Jangakan di Indonesia di negara maju pun ada stigma dan diskriminasi terhadap Odha yang berawal dari informasi HIV/AIDS yang selalu dibalut dan dibumbui dengan norma, moral dan agama.
Misalnya, mengait-ngaitkan zina, seks bebas, pelacuran dan lain-lain dengan penularan HVAIDS, padahal risiko tertular HIV/AIDS melalui hubungan seksual bukan karena sifat hubungan seksual, tapi terkait dengan kondisi saat terjadi hubungan seksual (Lihat matrik sifat dan kondisi hubungan seksual).
Kalau Sukarno, dalam hal ini KPA Jakarta Barat, hanya mengeluh soal Odha yang putus obat tidak akan menyelesaikan masalah epidemi HIV/AIDS karena soal putus obat ada di hilir sedangkan yang jadi masalah ada di hulu yaitu infeksi HIV baru, terutama pada laki-laki dewasa yang tertular melalui perilaku seksual berisiko.
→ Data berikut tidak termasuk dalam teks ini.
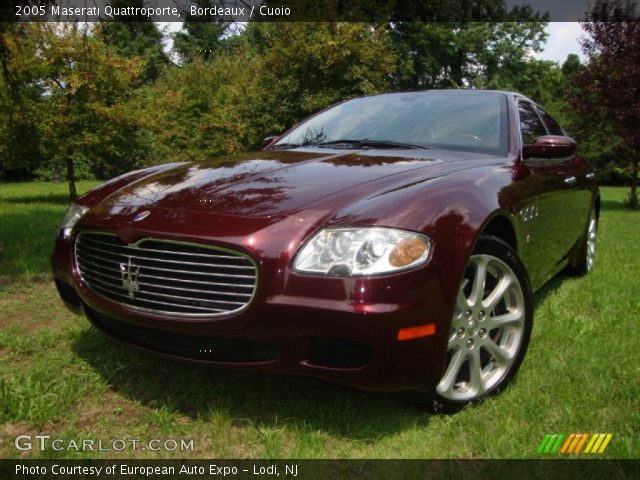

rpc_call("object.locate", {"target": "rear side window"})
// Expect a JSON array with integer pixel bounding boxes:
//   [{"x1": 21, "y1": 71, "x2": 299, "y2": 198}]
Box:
[
  {"x1": 518, "y1": 101, "x2": 547, "y2": 145},
  {"x1": 538, "y1": 108, "x2": 564, "y2": 135}
]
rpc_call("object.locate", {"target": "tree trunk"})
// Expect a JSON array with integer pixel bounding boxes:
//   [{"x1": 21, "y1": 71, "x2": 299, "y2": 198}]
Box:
[
  {"x1": 67, "y1": 157, "x2": 78, "y2": 202},
  {"x1": 629, "y1": 155, "x2": 638, "y2": 210}
]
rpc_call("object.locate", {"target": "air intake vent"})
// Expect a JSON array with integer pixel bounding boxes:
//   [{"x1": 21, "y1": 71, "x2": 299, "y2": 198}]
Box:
[{"x1": 75, "y1": 232, "x2": 257, "y2": 316}]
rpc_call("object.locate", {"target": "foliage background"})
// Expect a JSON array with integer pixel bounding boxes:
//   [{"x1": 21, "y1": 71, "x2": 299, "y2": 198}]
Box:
[{"x1": 0, "y1": 0, "x2": 637, "y2": 198}]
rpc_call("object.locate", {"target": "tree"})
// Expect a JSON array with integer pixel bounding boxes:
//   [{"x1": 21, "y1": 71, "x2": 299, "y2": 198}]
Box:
[
  {"x1": 244, "y1": 22, "x2": 395, "y2": 134},
  {"x1": 28, "y1": 23, "x2": 142, "y2": 200},
  {"x1": 570, "y1": 0, "x2": 640, "y2": 209},
  {"x1": 389, "y1": 0, "x2": 548, "y2": 90},
  {"x1": 173, "y1": 0, "x2": 232, "y2": 63}
]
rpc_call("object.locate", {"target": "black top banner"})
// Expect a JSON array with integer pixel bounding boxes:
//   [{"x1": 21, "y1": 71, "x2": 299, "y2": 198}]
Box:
[{"x1": 0, "y1": 0, "x2": 616, "y2": 22}]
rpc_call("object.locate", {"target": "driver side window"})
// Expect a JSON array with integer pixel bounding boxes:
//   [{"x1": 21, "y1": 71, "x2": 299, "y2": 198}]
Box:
[{"x1": 518, "y1": 101, "x2": 547, "y2": 145}]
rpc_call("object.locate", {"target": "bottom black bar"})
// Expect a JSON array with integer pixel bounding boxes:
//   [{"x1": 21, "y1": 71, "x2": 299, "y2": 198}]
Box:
[{"x1": 0, "y1": 459, "x2": 640, "y2": 480}]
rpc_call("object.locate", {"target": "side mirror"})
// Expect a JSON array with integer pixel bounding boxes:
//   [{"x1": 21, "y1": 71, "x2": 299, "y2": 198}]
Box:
[
  {"x1": 262, "y1": 135, "x2": 280, "y2": 148},
  {"x1": 522, "y1": 135, "x2": 577, "y2": 159}
]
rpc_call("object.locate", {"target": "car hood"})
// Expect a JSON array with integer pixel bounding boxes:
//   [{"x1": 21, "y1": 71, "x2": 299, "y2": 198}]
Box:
[{"x1": 102, "y1": 149, "x2": 476, "y2": 217}]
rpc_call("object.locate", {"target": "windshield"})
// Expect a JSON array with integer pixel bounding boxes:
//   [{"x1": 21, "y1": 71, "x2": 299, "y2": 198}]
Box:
[{"x1": 274, "y1": 91, "x2": 507, "y2": 155}]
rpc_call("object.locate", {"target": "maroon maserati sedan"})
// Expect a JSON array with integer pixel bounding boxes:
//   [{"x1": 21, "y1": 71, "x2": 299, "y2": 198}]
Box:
[{"x1": 52, "y1": 90, "x2": 600, "y2": 411}]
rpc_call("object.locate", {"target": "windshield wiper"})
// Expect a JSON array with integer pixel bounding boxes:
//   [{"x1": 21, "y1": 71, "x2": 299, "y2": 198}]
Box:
[{"x1": 313, "y1": 138, "x2": 429, "y2": 150}]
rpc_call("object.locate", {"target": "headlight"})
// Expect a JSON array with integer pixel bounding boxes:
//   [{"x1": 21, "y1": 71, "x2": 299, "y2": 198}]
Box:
[
  {"x1": 58, "y1": 203, "x2": 89, "y2": 240},
  {"x1": 293, "y1": 227, "x2": 431, "y2": 277}
]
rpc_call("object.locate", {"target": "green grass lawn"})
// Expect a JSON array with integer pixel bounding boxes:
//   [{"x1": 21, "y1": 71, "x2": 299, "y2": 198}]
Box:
[{"x1": 0, "y1": 183, "x2": 640, "y2": 458}]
Jakarta Barat sendiri sudah sesumbar akan bebas AIDS pada tahun 2030, tapi dengan kasus putus obat dan tidak ada langkah penanggulangan yang konkret di hulu hal itu hanya angan-angan belaka.
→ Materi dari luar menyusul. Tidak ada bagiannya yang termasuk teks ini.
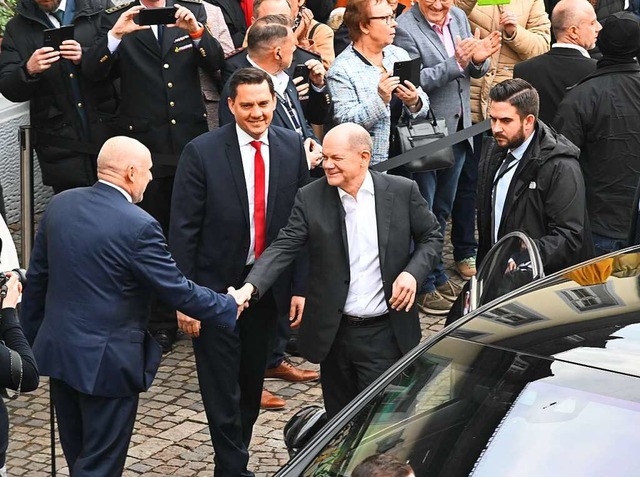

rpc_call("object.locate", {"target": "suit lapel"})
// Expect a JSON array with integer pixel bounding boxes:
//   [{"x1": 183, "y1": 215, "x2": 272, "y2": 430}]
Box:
[
  {"x1": 371, "y1": 172, "x2": 393, "y2": 270},
  {"x1": 226, "y1": 129, "x2": 249, "y2": 228},
  {"x1": 266, "y1": 129, "x2": 286, "y2": 230},
  {"x1": 411, "y1": 8, "x2": 453, "y2": 60}
]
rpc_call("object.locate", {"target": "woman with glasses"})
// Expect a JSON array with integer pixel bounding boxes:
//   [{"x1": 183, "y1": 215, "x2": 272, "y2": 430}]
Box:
[{"x1": 327, "y1": 0, "x2": 429, "y2": 165}]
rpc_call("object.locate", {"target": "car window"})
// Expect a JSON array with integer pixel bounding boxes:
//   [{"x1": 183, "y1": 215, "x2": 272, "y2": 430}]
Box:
[{"x1": 301, "y1": 337, "x2": 640, "y2": 477}]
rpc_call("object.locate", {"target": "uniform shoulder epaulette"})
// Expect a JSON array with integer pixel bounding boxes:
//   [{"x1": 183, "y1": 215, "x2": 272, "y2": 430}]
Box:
[
  {"x1": 104, "y1": 1, "x2": 136, "y2": 13},
  {"x1": 224, "y1": 46, "x2": 246, "y2": 60}
]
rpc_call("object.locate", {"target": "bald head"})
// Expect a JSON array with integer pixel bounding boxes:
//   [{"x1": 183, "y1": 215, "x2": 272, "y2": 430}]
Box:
[
  {"x1": 551, "y1": 0, "x2": 602, "y2": 50},
  {"x1": 322, "y1": 123, "x2": 373, "y2": 198},
  {"x1": 98, "y1": 136, "x2": 153, "y2": 203}
]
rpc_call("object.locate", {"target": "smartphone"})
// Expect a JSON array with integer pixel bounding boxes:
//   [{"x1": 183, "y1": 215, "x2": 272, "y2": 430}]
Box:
[
  {"x1": 393, "y1": 58, "x2": 422, "y2": 87},
  {"x1": 138, "y1": 7, "x2": 176, "y2": 25},
  {"x1": 291, "y1": 65, "x2": 311, "y2": 84},
  {"x1": 42, "y1": 25, "x2": 74, "y2": 50}
]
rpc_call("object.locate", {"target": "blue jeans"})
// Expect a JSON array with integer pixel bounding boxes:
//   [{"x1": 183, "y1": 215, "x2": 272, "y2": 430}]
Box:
[
  {"x1": 451, "y1": 134, "x2": 483, "y2": 262},
  {"x1": 591, "y1": 232, "x2": 627, "y2": 257},
  {"x1": 413, "y1": 141, "x2": 468, "y2": 293}
]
Baca juga: Angan-angan Jakarta Bebas AIDS pada 2030
Mungkin Pemerintah Jakarta Barat menepuk dada dengan mengatakan: di daerah kami tidak ada lokalisasi pelacuran.
Secara de jure benar karena sejak reformasi semua tempat pelacuran ditutup. Tapi secara de facto apakah Pemerintah Jakarta Barat bisa menjami tidak ada praktek pelacuran
Jalas tidak bisa karena lokalisasi pelacuran sudah pindah ke media sosial. Transaksi seks dilakukan melalui ponsel, sedangkan eksekusi dilakukan sembarang waktu dan sembarang tempat
Pemprov DKI Jakarta sudah menerbitkan peraturan daerah (Perda) penanggulangan HIV/AIDS, tapi seperti puluhan Perda lain hanya jadi hiasan di lemari arsip karena pasal-pasal pencegahannya tidak menukik ke akar persoalan.